Time and again, taxpayers only approach us after receiving a tax assessment notice.

There are serious consequences, which are explained using the following typical example.

I. Initial situation

Whether through no fault of your own or consciously – if a due tax return is not submitted despite a reminder, sooner or later a tax assessment notice will arrive.

Since the tax office cannot know the actual tax situation, there are exactly two options: the assessment decision sets a tax that is too high or too low.

II. Scenarios

1. Tax assessment too low

Many taxpayers have happily welcomed a tax estimate that was too low and initially refrained from submitting the relevant tax return (late).

However, this procedure entails considerable risks, because even after the issuance of an assessment notification, the taxpayer remains obliged to submit a proper tax return and, through his behavior, also realizes criminal tax offenses according to. §§ 369 ff. AO.

The joy generally only lasts for a short time.

2. Too high a tax assessment

If the tax estimate is inappropriately high, this already has an accelerating effect on most taxpayers.

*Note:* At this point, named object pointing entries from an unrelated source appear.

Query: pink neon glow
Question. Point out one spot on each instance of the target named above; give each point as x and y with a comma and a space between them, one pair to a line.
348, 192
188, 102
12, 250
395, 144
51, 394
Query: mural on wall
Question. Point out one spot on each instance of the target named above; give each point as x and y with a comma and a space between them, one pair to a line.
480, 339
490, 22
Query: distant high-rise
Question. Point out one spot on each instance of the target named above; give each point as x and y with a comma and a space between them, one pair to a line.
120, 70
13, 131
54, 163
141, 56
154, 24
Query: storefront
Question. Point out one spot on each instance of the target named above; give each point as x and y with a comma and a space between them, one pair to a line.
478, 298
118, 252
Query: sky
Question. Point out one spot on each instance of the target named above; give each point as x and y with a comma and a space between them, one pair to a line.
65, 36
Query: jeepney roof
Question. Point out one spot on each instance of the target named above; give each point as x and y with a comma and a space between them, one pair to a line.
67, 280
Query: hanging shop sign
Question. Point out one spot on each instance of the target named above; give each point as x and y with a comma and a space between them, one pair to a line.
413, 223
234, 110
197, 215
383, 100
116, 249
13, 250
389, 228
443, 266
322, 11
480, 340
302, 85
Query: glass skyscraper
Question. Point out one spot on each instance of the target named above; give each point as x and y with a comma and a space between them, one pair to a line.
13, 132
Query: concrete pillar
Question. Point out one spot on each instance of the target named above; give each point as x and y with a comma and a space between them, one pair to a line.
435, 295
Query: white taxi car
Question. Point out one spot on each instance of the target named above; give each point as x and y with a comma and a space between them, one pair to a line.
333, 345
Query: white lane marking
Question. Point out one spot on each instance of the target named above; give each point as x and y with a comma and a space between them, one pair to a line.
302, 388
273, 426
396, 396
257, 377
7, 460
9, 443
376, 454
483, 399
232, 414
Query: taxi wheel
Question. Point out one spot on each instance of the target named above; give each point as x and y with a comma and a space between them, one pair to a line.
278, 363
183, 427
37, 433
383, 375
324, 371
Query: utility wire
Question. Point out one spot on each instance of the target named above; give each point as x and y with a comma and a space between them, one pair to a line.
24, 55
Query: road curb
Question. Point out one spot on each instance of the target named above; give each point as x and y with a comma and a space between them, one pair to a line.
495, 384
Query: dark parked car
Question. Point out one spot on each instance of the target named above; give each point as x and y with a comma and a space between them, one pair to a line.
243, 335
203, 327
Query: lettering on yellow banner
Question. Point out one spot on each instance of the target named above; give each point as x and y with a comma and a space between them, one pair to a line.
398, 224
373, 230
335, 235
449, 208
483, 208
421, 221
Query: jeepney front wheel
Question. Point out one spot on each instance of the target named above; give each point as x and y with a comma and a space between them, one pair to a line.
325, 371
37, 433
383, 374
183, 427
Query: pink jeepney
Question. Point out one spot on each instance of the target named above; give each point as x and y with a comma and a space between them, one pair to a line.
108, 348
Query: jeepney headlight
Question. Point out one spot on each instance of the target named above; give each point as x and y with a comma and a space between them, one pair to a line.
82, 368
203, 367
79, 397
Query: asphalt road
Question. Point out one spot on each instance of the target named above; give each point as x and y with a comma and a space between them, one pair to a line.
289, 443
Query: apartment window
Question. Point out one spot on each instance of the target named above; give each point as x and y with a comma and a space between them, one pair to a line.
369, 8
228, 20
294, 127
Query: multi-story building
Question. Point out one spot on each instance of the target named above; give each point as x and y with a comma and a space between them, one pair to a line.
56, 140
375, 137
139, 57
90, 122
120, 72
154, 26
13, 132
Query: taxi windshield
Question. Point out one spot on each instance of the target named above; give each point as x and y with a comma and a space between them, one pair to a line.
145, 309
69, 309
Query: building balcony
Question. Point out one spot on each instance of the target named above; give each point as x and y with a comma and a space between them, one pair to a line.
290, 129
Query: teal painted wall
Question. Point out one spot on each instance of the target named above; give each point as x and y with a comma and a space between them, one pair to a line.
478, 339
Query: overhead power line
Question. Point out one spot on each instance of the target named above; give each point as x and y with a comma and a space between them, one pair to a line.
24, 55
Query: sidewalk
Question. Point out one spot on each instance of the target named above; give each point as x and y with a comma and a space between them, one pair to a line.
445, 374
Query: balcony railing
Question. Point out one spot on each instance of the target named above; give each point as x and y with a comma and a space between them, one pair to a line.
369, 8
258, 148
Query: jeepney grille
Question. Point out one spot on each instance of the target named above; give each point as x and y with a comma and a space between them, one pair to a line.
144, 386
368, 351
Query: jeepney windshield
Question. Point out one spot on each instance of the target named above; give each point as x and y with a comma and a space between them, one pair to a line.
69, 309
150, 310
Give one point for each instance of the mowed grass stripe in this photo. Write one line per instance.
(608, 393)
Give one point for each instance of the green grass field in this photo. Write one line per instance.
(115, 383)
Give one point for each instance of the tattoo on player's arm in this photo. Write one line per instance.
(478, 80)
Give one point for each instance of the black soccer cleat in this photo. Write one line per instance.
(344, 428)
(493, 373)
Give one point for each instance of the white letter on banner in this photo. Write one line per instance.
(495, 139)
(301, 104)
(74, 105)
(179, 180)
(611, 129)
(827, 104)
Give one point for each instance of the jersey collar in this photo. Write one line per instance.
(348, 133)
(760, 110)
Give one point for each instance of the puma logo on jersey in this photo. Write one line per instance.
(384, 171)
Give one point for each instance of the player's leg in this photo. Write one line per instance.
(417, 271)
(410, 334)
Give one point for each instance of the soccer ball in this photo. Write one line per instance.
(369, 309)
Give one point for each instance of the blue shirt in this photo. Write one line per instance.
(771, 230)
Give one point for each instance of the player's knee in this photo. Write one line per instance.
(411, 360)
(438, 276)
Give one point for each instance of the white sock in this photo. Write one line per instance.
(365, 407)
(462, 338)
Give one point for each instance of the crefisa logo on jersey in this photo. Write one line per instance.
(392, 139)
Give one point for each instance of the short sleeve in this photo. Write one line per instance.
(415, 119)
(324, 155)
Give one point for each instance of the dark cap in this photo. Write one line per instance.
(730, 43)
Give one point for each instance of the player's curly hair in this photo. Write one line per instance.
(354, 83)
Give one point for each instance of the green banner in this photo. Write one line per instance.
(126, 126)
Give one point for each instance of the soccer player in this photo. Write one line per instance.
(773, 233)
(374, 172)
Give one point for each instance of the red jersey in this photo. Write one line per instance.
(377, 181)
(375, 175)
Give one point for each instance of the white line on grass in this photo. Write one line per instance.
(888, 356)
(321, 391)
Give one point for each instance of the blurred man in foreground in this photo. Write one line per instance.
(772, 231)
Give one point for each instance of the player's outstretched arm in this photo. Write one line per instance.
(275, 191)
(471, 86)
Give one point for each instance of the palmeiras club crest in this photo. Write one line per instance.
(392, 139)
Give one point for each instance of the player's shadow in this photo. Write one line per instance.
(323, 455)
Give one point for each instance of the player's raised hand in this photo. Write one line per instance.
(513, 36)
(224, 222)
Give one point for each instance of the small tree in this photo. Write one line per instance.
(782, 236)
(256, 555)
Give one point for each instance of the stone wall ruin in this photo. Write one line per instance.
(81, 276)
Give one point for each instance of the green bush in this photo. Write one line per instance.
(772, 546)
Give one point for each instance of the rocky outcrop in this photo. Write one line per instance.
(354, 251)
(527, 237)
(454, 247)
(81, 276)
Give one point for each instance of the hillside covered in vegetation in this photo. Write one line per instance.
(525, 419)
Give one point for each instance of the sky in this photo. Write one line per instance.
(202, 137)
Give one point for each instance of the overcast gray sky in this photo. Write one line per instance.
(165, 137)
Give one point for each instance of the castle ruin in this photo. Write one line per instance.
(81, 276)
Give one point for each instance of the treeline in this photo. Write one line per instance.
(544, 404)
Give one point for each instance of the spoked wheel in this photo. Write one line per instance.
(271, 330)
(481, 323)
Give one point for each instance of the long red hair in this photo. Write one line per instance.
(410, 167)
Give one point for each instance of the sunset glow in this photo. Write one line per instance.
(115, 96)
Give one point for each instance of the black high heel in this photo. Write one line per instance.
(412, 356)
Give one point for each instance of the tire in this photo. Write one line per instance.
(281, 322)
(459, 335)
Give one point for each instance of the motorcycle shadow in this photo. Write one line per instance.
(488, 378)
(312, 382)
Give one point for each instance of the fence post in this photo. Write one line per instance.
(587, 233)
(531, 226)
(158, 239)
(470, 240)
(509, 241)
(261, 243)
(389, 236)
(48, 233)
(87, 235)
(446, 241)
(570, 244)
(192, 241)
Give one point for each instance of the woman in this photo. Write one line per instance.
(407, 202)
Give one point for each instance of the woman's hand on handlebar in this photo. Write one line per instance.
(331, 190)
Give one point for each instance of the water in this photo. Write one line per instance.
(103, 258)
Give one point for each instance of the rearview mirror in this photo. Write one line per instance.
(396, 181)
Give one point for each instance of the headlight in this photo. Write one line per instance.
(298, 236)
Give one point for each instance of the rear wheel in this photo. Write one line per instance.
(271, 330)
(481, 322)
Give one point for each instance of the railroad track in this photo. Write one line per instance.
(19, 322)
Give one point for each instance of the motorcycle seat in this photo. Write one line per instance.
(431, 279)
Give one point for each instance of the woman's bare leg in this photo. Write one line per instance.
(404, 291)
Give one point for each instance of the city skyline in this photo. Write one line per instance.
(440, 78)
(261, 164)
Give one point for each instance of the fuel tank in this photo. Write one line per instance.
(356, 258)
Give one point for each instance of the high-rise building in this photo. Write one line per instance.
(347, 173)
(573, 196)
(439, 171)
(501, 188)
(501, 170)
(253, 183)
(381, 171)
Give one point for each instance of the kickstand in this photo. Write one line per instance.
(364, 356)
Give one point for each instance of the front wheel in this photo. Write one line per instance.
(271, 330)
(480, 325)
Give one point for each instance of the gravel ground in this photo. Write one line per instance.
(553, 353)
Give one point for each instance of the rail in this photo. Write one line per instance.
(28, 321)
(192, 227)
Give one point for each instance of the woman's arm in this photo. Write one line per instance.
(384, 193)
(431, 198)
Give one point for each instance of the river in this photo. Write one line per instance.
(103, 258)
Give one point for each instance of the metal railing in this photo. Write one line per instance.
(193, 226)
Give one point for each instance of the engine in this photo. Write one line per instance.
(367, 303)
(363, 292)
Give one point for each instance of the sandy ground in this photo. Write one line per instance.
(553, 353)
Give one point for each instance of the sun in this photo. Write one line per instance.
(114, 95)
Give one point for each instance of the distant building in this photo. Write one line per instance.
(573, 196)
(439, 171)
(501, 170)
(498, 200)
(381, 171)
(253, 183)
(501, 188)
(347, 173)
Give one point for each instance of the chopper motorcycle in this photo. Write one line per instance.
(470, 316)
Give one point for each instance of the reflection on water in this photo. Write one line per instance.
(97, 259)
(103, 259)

Time is of the essence in these cases, because the assessment decision threatens to become legally binding after the objection period of one month (Section 355 I AO) has expired.

Even if a proper tax return with a significantly lower tax liability is submitted after the objection period has expired, this does not change anything in the assessment notice.

An objection must therefore be lodged against the assessment notice within the deadline and the overdue tax return submitted.

Since a taxpayer has not fulfilled his duty to declare in time in this case too, there is a renewed threat of criminal tax sanctions as in the 1st scenario.

III. Recommended action

If it has come to the point that a tax assessment notice has been issued and the taxpayer has been informed, an experienced tax advisor (tax advisor, lawyer, auditor) should be contacted immediately.

If a tax advisor has already been commissioned, this must be consulted urgently.

In general, the following applies in such cases: the more time that passes, the greater the negative financial and possibly criminal consequences.